Sylvester Stallone mulai mengenyam sukses di Hollywood ketika merilis film Rocky. Lewat Rocky (1976), Stallone memulai segalanya dengan menulis sendiri kisahnya. Perannya sebagai Rocky Balboa, petinju yang tak pernah diperhitungkan yang mampu tampil sebagai juara. Memang cukup klise dan sentimental. Namun dengan menggambarkan perjuangan seorang anak manusia yang merambat dari kehidupan paling bawah ini, akhirnya mampu menjerat para juri Oscar untuk menobatkannya sebagai Film Terbaik Oscar 1976. Penonton pun memang menyukainya. Dalam Rocky (1976) Stallone sangat meyakinkan dengan aktingnya saat berlaga di ring tinju. Begitu pula romantismenya dalam menggapai cintanya. Dan itu semua mampu menyeret penonton dalam suasana kemenangan saat Ricky Balboa menjadi juara. Kolaborasi Stallone dan sutradara John G. Avildsen saat itu memang menyuguhkan heroisme khas Hollywood. Namun laga-laga berikutnya dalam sekuel lanjutannya yang ditunggu-tunggu justru berbalik menjadi kritikan pedas. Termasuk Rocky V yang mencoba mengambil dari sisi lain yang terkesan lebih manusiawi.

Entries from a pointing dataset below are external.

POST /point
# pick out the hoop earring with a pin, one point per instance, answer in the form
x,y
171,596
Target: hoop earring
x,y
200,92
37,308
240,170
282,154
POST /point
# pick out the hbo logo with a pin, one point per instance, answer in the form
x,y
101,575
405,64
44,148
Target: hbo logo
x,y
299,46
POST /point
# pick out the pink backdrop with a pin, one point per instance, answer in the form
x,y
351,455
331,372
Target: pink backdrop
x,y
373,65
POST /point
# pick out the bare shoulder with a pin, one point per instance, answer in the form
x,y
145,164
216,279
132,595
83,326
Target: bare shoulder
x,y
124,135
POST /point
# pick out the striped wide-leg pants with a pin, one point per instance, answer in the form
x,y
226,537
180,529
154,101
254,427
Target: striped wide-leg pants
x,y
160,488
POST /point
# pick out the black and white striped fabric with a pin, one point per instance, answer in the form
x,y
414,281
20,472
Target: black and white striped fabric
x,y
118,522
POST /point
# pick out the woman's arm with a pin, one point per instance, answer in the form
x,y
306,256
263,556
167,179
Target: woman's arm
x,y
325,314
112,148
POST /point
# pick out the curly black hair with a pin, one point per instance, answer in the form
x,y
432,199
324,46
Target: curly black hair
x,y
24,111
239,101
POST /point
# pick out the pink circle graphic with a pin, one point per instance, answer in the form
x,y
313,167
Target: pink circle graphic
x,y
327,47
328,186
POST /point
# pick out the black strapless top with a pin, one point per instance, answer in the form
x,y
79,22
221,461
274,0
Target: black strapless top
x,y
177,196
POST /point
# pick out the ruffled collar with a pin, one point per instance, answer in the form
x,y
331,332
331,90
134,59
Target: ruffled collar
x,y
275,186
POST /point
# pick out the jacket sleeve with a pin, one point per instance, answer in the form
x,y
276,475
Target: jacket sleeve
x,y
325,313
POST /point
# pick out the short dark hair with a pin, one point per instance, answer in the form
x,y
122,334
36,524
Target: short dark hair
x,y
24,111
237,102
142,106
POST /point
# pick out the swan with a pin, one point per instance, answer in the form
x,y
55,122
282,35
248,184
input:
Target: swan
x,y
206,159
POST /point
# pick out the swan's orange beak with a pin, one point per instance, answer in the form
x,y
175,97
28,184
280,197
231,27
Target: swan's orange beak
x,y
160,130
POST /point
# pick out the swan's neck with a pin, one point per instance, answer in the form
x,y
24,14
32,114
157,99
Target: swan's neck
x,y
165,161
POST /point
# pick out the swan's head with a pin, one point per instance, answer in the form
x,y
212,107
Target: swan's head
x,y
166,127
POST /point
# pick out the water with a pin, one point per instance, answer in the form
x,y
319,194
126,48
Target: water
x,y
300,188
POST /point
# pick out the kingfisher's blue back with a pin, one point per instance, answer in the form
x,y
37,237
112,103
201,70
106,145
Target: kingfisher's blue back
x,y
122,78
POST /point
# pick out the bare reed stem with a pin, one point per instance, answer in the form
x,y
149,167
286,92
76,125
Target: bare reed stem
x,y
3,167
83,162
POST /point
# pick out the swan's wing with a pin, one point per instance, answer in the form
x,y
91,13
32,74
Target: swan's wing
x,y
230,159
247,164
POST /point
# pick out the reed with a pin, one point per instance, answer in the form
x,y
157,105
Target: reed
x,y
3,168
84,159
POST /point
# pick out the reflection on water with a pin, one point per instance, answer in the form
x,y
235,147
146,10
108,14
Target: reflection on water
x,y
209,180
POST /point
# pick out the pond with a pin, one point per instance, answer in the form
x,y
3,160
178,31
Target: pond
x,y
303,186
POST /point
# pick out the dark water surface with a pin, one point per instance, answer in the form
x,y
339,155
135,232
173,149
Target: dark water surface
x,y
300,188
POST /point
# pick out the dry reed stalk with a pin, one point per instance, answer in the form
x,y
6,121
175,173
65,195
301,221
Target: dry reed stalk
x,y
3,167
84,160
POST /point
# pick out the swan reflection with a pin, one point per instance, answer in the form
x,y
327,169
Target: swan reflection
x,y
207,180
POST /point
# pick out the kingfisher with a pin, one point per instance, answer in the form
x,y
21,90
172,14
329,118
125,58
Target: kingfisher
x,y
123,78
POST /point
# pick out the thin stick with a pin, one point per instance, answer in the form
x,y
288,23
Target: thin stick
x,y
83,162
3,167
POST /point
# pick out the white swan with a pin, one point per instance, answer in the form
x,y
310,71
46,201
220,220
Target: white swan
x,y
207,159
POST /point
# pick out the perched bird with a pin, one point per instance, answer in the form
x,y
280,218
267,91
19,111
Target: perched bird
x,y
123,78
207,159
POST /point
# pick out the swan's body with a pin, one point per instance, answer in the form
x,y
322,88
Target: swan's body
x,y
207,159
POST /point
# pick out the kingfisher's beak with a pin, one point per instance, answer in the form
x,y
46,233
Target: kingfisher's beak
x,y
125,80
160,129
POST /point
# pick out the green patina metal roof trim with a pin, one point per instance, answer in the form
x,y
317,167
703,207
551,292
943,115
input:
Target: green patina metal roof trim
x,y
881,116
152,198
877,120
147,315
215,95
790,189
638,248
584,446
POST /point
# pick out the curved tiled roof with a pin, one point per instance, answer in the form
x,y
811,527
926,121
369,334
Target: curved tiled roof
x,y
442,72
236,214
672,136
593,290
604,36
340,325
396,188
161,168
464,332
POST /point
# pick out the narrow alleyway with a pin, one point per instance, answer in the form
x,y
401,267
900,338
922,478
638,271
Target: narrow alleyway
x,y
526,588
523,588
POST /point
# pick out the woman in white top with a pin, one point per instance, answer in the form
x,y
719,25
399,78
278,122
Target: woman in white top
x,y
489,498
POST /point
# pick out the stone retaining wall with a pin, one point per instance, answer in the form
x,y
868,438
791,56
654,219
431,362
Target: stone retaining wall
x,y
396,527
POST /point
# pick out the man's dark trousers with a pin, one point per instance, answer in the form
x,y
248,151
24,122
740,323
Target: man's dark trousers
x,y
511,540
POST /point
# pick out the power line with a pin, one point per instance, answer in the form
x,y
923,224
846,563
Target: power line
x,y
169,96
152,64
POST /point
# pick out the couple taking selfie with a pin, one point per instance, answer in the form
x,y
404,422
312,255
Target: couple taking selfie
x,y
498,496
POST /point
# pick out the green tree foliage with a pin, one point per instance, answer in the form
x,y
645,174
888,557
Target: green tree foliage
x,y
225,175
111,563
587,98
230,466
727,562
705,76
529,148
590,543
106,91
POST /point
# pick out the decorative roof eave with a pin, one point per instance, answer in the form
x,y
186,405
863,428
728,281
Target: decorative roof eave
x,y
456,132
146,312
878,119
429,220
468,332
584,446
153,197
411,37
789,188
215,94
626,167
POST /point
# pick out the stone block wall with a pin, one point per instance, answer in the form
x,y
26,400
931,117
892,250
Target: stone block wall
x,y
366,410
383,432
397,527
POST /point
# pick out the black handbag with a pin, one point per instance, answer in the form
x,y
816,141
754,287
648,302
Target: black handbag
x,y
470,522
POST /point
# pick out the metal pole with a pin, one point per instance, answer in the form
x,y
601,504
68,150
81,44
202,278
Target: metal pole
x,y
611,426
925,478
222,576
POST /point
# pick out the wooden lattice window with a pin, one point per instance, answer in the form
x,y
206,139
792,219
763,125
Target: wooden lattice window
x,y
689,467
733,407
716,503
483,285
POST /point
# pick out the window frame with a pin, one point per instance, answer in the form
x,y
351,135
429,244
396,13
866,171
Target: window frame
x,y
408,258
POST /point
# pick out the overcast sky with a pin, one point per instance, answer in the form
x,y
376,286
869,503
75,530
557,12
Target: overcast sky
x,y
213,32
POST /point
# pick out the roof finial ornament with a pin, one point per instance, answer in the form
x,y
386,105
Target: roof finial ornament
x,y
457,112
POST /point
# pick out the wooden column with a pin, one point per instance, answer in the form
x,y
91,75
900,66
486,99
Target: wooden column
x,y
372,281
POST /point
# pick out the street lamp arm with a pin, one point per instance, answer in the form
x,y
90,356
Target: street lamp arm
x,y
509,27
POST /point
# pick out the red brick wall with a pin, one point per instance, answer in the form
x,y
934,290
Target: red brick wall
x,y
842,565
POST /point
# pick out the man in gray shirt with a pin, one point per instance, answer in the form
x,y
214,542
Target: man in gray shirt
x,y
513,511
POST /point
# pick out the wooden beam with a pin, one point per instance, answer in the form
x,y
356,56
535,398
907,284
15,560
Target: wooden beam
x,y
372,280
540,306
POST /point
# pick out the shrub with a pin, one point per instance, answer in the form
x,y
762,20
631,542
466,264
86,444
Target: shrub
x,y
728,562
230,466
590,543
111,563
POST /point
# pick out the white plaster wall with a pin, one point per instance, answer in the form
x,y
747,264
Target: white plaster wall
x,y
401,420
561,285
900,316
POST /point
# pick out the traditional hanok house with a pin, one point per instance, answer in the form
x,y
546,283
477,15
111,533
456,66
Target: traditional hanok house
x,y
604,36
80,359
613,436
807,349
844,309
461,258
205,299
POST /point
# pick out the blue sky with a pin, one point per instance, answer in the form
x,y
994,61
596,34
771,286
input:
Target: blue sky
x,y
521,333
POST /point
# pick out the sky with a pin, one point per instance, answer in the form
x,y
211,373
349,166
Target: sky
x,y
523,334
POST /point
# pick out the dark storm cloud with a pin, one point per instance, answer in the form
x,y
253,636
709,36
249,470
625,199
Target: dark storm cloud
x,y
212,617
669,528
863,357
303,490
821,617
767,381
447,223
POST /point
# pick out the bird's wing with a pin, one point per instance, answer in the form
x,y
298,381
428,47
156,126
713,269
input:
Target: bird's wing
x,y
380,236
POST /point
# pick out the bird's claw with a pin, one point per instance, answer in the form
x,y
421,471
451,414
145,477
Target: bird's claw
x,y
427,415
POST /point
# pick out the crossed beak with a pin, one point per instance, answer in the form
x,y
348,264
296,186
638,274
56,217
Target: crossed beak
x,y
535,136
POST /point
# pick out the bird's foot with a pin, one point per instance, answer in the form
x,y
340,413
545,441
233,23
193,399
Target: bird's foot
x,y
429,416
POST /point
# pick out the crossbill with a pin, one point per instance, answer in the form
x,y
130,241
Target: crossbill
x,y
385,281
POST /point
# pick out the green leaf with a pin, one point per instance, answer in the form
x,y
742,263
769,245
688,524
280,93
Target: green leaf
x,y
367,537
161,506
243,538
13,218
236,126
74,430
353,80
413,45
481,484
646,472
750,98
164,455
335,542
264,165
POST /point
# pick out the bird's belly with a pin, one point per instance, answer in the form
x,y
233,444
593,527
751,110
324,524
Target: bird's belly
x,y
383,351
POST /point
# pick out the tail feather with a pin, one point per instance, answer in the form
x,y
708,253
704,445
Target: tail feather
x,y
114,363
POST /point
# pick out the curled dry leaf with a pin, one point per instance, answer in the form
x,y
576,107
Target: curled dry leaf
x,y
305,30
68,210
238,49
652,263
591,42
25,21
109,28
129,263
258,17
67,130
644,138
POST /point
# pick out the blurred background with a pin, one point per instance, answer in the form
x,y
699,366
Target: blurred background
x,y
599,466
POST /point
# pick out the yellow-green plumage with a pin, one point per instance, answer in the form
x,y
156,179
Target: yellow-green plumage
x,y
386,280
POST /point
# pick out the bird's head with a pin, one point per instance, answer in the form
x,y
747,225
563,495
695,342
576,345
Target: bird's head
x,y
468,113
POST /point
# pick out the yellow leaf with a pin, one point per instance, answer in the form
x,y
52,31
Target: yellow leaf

Seperti pada empat sekuel sebelumnya, kali ini Stallone kembali tampil di Rocky V dengan gaya khasnya yang datar dan cenderung tanpa ekspresi, bahkan ketika melontarkan dialog-dialog yang sebenarnya mengundang senyum. Demikian pula dengan karakter Rocky yang tanpa cela di sepanjang film. Kali ini Rocky Balboa dipaksa untuk pensiun lebih dini karena mengalami cedera yang parah berupa kerusakan pada otaknya setelah melawan musuh beratnya yang berasal dari Soviet, Ivan Drago. Di sisi lain, Rocky juga harus menghadapi kenyataan bahwa semua hasil jerih payahnya telah “dicuri” dan belakangan juga diketahui jika pajaknya selama beberapa tahun tak dibayarkan oleh manajemennya. Investasi propertinya merugi lantaran pasar yang lesu. Rocky pun merasa semua perjuangannya hingga menggapai juara dunia telah hilang begitu saja dan membuat diri dan keluarganya bangkrut.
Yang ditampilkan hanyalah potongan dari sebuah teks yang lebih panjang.